The magnitude depends on the sin of angle $\theta$. The magnitude is maximum when $\sin \theta$ is maximum. When $\theta =270°$, the magnitude takes the maximum value.

Conclusion:

Substitute $270°$ for $\theta$ in above expression to find the maximum value of $\overrightarrow{\text{A}}+\overrightarrow{\text{B}}$.

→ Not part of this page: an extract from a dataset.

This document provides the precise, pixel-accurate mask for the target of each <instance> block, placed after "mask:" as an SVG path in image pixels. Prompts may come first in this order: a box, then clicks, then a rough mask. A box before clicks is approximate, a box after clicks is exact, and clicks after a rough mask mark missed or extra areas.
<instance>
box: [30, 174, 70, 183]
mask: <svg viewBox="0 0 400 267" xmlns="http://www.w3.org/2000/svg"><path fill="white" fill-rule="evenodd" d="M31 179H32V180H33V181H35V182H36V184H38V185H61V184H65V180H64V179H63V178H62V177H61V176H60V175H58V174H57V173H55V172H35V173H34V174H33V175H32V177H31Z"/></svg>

    $\begin{array}{c}\left|\overrightarrow{\text{A}}+\overrightarrow{\text{B}}\right|={\left[10,000-\left(9,600\right)\sin 270\right]}^{\frac{1}{2}}\text{cm}\\ \text{=}{\left[10,000-\left(9,600\right)\left(-1\right)\right]}^{\frac{1}{2}}\text{cm}\\ \text{=140}\text{cm}\end{array}$

Therefore, the maximum value of $\overrightarrow{\text{A}}+\overrightarrow{\text{B}}$ is $\underset{\_}{140\text{cm}}$ and it occurs at an angle of $\underset{\_}{270°}$.

(c)

To determine

The value of $\theta$ for which the magnitude of $\overrightarrow{\text{A}}+\overrightarrow{\text{B}}$ becomes minimum and also determine the minimum value.

Answer to Problem 61AP

The maximum value of $\overrightarrow{\text{A}}+\overrightarrow{\text{B}}$ is $\underset{\_}{20.0\text{cm}}$ and it occurs at an angle of $\underset{\_}{90°}$.

Explanation of Solution

Write the expression for the magnitude of $\overrightarrow{\text{A}}+\overrightarrow{\text{B}}$.

    $\left|\overrightarrow{\text{A}}+\overrightarrow{\text{B}}\right|={\left[10,000-\left(9,600\right)\sin \theta \right]}^{\frac{1}{2}}\text{cm}$

The magnitude depends on the sin of angle $\theta$. When $\theta =90°$, the magnitude takes the minimum value.

Conclusion:

Substitute $90°$ for $\theta$ in above expression to find the minimum value of $\overrightarrow{\text{A}}+\overrightarrow{\text{B}}$.

    $\begin{array}{c}\left|\overrightarrow{\text{A}}+\overrightarrow{\text{B}}\right|={\left[10,000-\left(9,600\right)\sin 90\right]}^{\frac{1}{2}}\text{cm}\\ \text{=}{\left[10,000-\left(9,600\right)\left(1\right)\right]}^{\frac{1}{2}}\text{cm}\\ \text{=20}\text{.0}\text{cm}\end{array}$

Therefore, the minimum value of $\overrightarrow{\text{A}}+\overrightarrow{\text{B}}$ is $\underset{\_}{20.0\text{cm}}$ and it occurs at an angle of $\underset{\_}{90°}$.